Under the hood, it combines MediaPipe hand landmark detection, geometric reasoning, and OS-level keyboard automation. The focus is on robustness, clarity, and real-time performance, not flashy but fragile tricks.
| Gesture | Action |
|---|---|
| ✊ Closed fist (held briefly) | Play / Pause |
| ☝️ Index finger on left half of the screen | Seek backward |
| ☝️ Index finger on right half of the screen | Seek forward |
Other nice-to-haves:
- Built-in cooldowns to avoid accidental multiple triggers
- Live visual overlays so you know what the system is detecting
- Works with any browser-based video player, not just YouTube
This project explores vision-based human–computer interaction (HCI) by mapping where your hand is in space to what action the system performs over time.
Instead of relying on heavy, opaque gesture classifiers, the system uses:
- Explicit hand landmark geometry
- Per-finger state estimation
- Simple spatial reasoning
- Time-based stability checks
The result is a system that is easier to understand, debug, and extend.
git clone https://github.com/SohamB-42/gesture-controlled-media-player.git
cd gesture-controlled-media-playerpip install opencv-python mediapipe pyautoguiEnsure that HandTrackingModule.py (MediaPipe wrapper) is present in the project directory.
python main.pyPress q to exit cleanly.
The system controls media playback by simulating standard keyboard inputs using pyautogui. As a result, it works with any application that responds to common media keys, provided the application window is in focus.

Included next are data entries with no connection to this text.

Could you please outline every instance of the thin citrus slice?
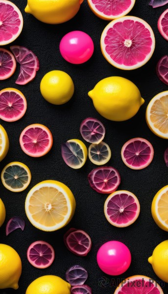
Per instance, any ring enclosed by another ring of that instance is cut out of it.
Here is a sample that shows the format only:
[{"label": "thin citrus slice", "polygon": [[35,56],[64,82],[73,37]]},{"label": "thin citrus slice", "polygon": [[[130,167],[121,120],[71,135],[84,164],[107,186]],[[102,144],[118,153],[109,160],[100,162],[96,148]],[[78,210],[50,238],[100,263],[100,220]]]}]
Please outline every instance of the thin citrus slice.
[{"label": "thin citrus slice", "polygon": [[82,141],[77,139],[72,139],[62,144],[61,153],[67,165],[72,169],[77,169],[85,164],[88,150]]},{"label": "thin citrus slice", "polygon": [[0,48],[0,80],[8,78],[16,70],[16,62],[14,56],[9,51]]},{"label": "thin citrus slice", "polygon": [[140,205],[134,194],[125,190],[118,191],[107,198],[104,212],[111,224],[124,227],[132,224],[137,219]]},{"label": "thin citrus slice", "polygon": [[168,91],[159,93],[149,102],[146,121],[150,129],[157,136],[168,139]]},{"label": "thin citrus slice", "polygon": [[36,241],[29,246],[27,257],[29,263],[35,268],[46,269],[53,263],[55,258],[54,249],[44,241]]},{"label": "thin citrus slice", "polygon": [[27,109],[26,100],[17,89],[6,88],[0,91],[0,118],[5,122],[21,119]]},{"label": "thin citrus slice", "polygon": [[13,192],[21,192],[26,189],[31,178],[29,168],[24,163],[17,161],[7,164],[1,173],[3,186]]},{"label": "thin citrus slice", "polygon": [[151,144],[145,139],[134,138],[128,140],[121,149],[124,163],[132,170],[142,170],[151,162],[154,155]]},{"label": "thin citrus slice", "polygon": [[31,224],[46,231],[56,231],[72,220],[75,200],[65,185],[48,180],[36,185],[28,193],[25,209]]},{"label": "thin citrus slice", "polygon": [[19,8],[8,0],[0,0],[0,46],[11,43],[22,32],[22,13]]},{"label": "thin citrus slice", "polygon": [[11,46],[10,49],[21,66],[16,84],[25,85],[35,78],[39,69],[39,60],[31,50],[23,46]]},{"label": "thin citrus slice", "polygon": [[101,37],[104,57],[121,70],[134,70],[145,64],[155,49],[155,37],[150,25],[135,16],[112,21]]},{"label": "thin citrus slice", "polygon": [[96,15],[103,20],[110,21],[129,13],[135,0],[88,0],[88,2]]},{"label": "thin citrus slice", "polygon": [[114,192],[120,182],[118,171],[112,167],[94,169],[89,174],[88,180],[92,189],[102,194]]},{"label": "thin citrus slice", "polygon": [[162,37],[168,41],[168,8],[160,16],[158,22],[158,27]]},{"label": "thin citrus slice", "polygon": [[101,122],[96,119],[88,118],[82,122],[80,132],[87,142],[98,144],[104,138],[105,129]]},{"label": "thin citrus slice", "polygon": [[40,157],[46,155],[51,149],[52,143],[51,132],[47,126],[40,123],[34,123],[27,126],[20,137],[22,150],[32,157]]},{"label": "thin citrus slice", "polygon": [[98,144],[91,144],[89,147],[88,154],[90,161],[96,165],[105,164],[109,161],[111,156],[109,146],[103,142]]}]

- Web-based players (YouTube, Netflix, Prime Video, Coursera, etc.)
- Desktop media players (VLC, Windows Media Player)
- Presentation software (PowerPoint, Google Slides)

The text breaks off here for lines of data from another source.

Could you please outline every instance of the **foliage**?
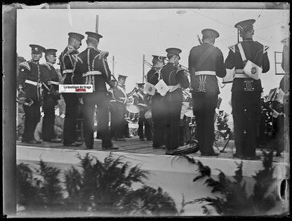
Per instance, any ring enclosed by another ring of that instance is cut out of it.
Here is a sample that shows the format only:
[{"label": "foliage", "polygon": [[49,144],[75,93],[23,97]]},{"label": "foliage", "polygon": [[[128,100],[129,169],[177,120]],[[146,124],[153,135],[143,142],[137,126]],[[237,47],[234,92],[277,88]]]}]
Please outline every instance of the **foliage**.
[{"label": "foliage", "polygon": [[184,203],[207,203],[202,208],[205,214],[211,214],[206,206],[211,206],[220,215],[252,215],[265,214],[268,210],[274,206],[277,200],[274,192],[269,192],[269,188],[274,183],[272,178],[274,168],[272,165],[272,152],[263,153],[265,156],[263,162],[264,169],[258,171],[253,178],[255,180],[253,194],[248,196],[246,192],[246,182],[242,175],[242,161],[237,164],[237,170],[233,176],[234,181],[228,179],[225,173],[220,170],[218,180],[211,176],[211,170],[207,166],[204,166],[199,161],[184,156],[187,161],[198,166],[200,175],[194,179],[194,182],[206,178],[204,184],[212,188],[212,193],[219,193],[221,196],[211,198],[209,196],[195,199]]},{"label": "foliage", "polygon": [[41,201],[39,189],[34,184],[33,171],[22,163],[17,166],[16,170],[18,203],[27,207],[39,203]]},{"label": "foliage", "polygon": [[39,162],[39,170],[36,171],[40,179],[38,179],[36,183],[43,196],[44,204],[46,206],[62,204],[62,189],[61,182],[58,178],[61,170],[56,166],[48,165],[41,159]]},{"label": "foliage", "polygon": [[41,159],[36,172],[27,164],[17,166],[18,203],[26,207],[54,207],[62,203],[62,194],[58,176],[60,170]]},{"label": "foliage", "polygon": [[[151,214],[177,213],[173,199],[162,189],[147,185],[133,190],[132,185],[143,185],[148,172],[139,165],[131,167],[121,158],[110,153],[103,162],[86,154],[80,159],[80,170],[72,166],[64,173],[64,186],[58,178],[61,170],[48,166],[41,159],[34,172],[27,165],[18,165],[18,202],[25,208],[95,210],[110,213]],[[138,204],[140,201],[142,204]],[[140,206],[139,206],[140,205]]]},{"label": "foliage", "polygon": [[131,215],[174,215],[178,213],[175,203],[161,187],[157,189],[143,185],[131,191],[118,203],[119,208]]}]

- Custom video players and demo applications
The system sends the following key events:
Spaceto Play / Pause←/→to Seek backward / forward
This design keeps the project platform-agnostic and application-independent, avoiding tight coupling with any specific media player or API.

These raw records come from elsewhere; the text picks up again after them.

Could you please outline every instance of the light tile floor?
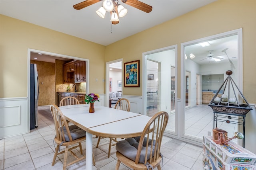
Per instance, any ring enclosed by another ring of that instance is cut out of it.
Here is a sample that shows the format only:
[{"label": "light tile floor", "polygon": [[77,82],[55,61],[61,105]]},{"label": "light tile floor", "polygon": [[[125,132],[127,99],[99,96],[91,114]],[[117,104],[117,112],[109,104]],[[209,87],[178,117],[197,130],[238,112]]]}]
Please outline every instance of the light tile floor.
[{"label": "light tile floor", "polygon": [[[0,140],[0,170],[62,170],[63,155],[58,156],[55,165],[52,166],[54,154],[54,125],[49,106],[39,106],[39,125],[28,134]],[[116,163],[115,146],[108,158],[109,142],[100,140],[98,148],[98,138],[93,139],[93,151],[96,165],[93,169],[114,170]],[[85,153],[85,142],[82,143]],[[77,150],[78,152],[78,151]],[[181,141],[164,136],[161,152],[164,156],[162,170],[194,170],[202,168],[202,148]],[[69,156],[72,159],[72,156]],[[67,167],[68,170],[84,170],[85,160]],[[129,170],[123,164],[120,170]]]}]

- Detects and tracks up to two hands simultaneously
- Each hand is represented by 21 two-dimensional landmarks
- Frames are horizontally flipped for intuitive left–right interaction
Each finger is classified as extended or not extended using relative landmark positions:
- Index to pinky fingers use vertical (Y-axis) comparisons
- The thumb uses horizontal (X-axis) comparisons to account for mirrored camera input
This produces a compact representation:
[thumb, index, middle, ring, pinky]
A closed fist gesture is identified using multiple checks:
- Number of extended non-thumb fingers
- Palm compactness (distance between index and pinky fingertips)
- Thresholds scaled relative to frame width
The gesture must be held briefly, and a cooldown is enforced to prevent rapid toggling.
This makes play/pause intentional rather than accidental.
The camera frame is divided vertically into two regions:
| SEEK BACKWARD | SEEK FORWARD |
When the index finger is extended:
- Presence in the left region triggers a backward seek
- Presence in the right region triggers a forward seek
Each direction has its own cooldown for controlled interaction.
The system simulates standard keyboard inputs using pyautogui:
| Action | Key |
|---|---|
| Play / Pause | Space |
| Seek backward | ← |
| Seek forward | → |
Because it uses standard keys, the system is platform- and application-agnostic.
The system is designed to be user-configurable, allowing gesture sensitivity and responsiveness to be tuned based on personal preference, camera quality, and lighting conditions.
Key parameters can be adjusted directly in the source code:
CAMERA_ID = 0 # Change if using an external webcam
DRAW = True # Toggle on-screen visual overlays
SEEK_COOLDOWN = 0.45 # Delay between consecutive seek actions (seconds)
FIST_HOLD_SECONDS = 0.14 # How long a fist must be held to trigger play/pause
FIST_COOLDOWN = 0.9 # Minimum delay between play/pause toggles- Python
- OpenCV – video capture and rendering
- MediaPipe Hands – real-time hand landmark detection
- pyautogui – keyboard automation
- Basic geometry & timing logic
- Requires reasonable lighting conditions
- Extreme hand rotations can reduce accuracy
- Gesture set is intentionally minimal to prioritize reliability
Open-source and free to use, modify, and extend.